Here, we investigate whether the inflorescence photosynthetic activity in A. thaliana can maintain seed production (fitness). We use a manipulative approach of removing all rosette leaves when plants transition into reproduction. This approach leaves the inflorescence as the sole remaining photosynthetic organ in the treated plants prior to the development of branches or fruits. Control plants are grown simultaneously, where leaves are kept throughout the plant’s life-cycle. Comparison of reproductive output in treatment and control plants of 15 natural accessions of A. thaliana from a wide geographical range and different flowering times allows the determination of whether there is natural variation in the ability of inflorescences to maintain fitness.

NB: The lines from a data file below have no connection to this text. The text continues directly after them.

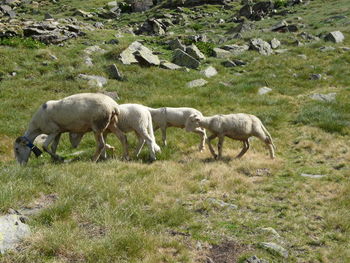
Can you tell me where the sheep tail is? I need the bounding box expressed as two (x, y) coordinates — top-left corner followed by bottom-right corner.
(261, 123), (276, 150)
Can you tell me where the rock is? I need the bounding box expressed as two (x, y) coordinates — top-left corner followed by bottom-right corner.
(0, 214), (31, 254)
(260, 242), (289, 258)
(109, 64), (123, 80)
(173, 49), (200, 69)
(325, 31), (344, 43)
(73, 9), (93, 17)
(258, 87), (272, 95)
(207, 198), (238, 209)
(310, 74), (322, 80)
(310, 92), (337, 102)
(270, 38), (281, 49)
(187, 79), (208, 88)
(119, 41), (160, 66)
(84, 57), (94, 67)
(244, 256), (269, 263)
(84, 46), (106, 55)
(160, 60), (182, 70)
(222, 45), (249, 55)
(250, 38), (273, 56)
(261, 227), (281, 238)
(320, 47), (336, 52)
(78, 74), (107, 88)
(201, 66), (218, 78)
(300, 173), (326, 178)
(213, 48), (232, 58)
(186, 44), (205, 60)
(169, 38), (186, 51)
(127, 0), (153, 12)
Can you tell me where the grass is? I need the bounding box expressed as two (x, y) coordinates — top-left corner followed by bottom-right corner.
(0, 0), (350, 263)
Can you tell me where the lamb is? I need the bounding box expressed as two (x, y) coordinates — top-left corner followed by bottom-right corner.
(148, 107), (207, 151)
(186, 113), (275, 159)
(14, 93), (121, 164)
(69, 104), (160, 161)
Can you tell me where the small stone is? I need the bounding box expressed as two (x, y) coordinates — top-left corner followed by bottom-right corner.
(258, 87), (272, 95)
(325, 31), (344, 43)
(310, 74), (322, 80)
(187, 79), (208, 88)
(109, 64), (123, 80)
(201, 66), (218, 78)
(300, 173), (326, 178)
(260, 242), (289, 258)
(213, 48), (232, 58)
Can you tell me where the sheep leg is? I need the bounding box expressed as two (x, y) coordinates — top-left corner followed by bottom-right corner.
(218, 135), (225, 159)
(109, 125), (130, 160)
(92, 132), (106, 162)
(43, 133), (63, 161)
(236, 140), (249, 159)
(193, 128), (207, 152)
(135, 133), (145, 157)
(160, 127), (167, 146)
(207, 134), (218, 159)
(51, 133), (62, 153)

We also consider three specific hypotheses: 1) We hypothesize that if Early et al. [27] suggestion is correct, accessions from warmer climates should have inflorescences selected to contribute more to carbon gain, and therefore should be able to maintain a higher proportion of the fitness. 2) Alternatively, it is also possible that early flowering accessions would have been selected to have inflorescences with higher potential to photosynthesize. This could be because either they have to compensate for the smaller rosette size (if there is a positive relationship between flowering time and rosette size), or because ecological conditions that favour earlier flowering such as heat and drought will also favour inflorescence photosynthesis [27,30]. 3) Finally, it is also possible that variation in fitness reduction upon removal is a function of inflorescence size, since photosynthesis capability will increase with more branches and taller inflorescences. To test these hypotheses we will determine whether there is natural variation in the ability of inflorescences to maintain fitness, and whether this variation is correlated with average temperatures in the geographical locations of origin of the accessions used, flowering time, rosette or inflorescence size.

Materials and methods

Plant material and growing conditions

Seeds from the 15 natural accessions of A. thaliana listed on Table 1 were originally obtained from the Arabidopsis stock centre (, and selfed twice in our lab prior to use in these experiments. These accessions were chosen because of their wide geographic distribution, and large genetic variation [31]. Also, these accessions are among the parents of the MAGIC mapping lines [32].

Table 1. Rosette growth rate measured as number of rosette leaves per day, at 23 days after planting (when plants were between 18 ad 20 days), and at flowering time (when plants have completed their vegetative growth), averaged across 10 plants per accession.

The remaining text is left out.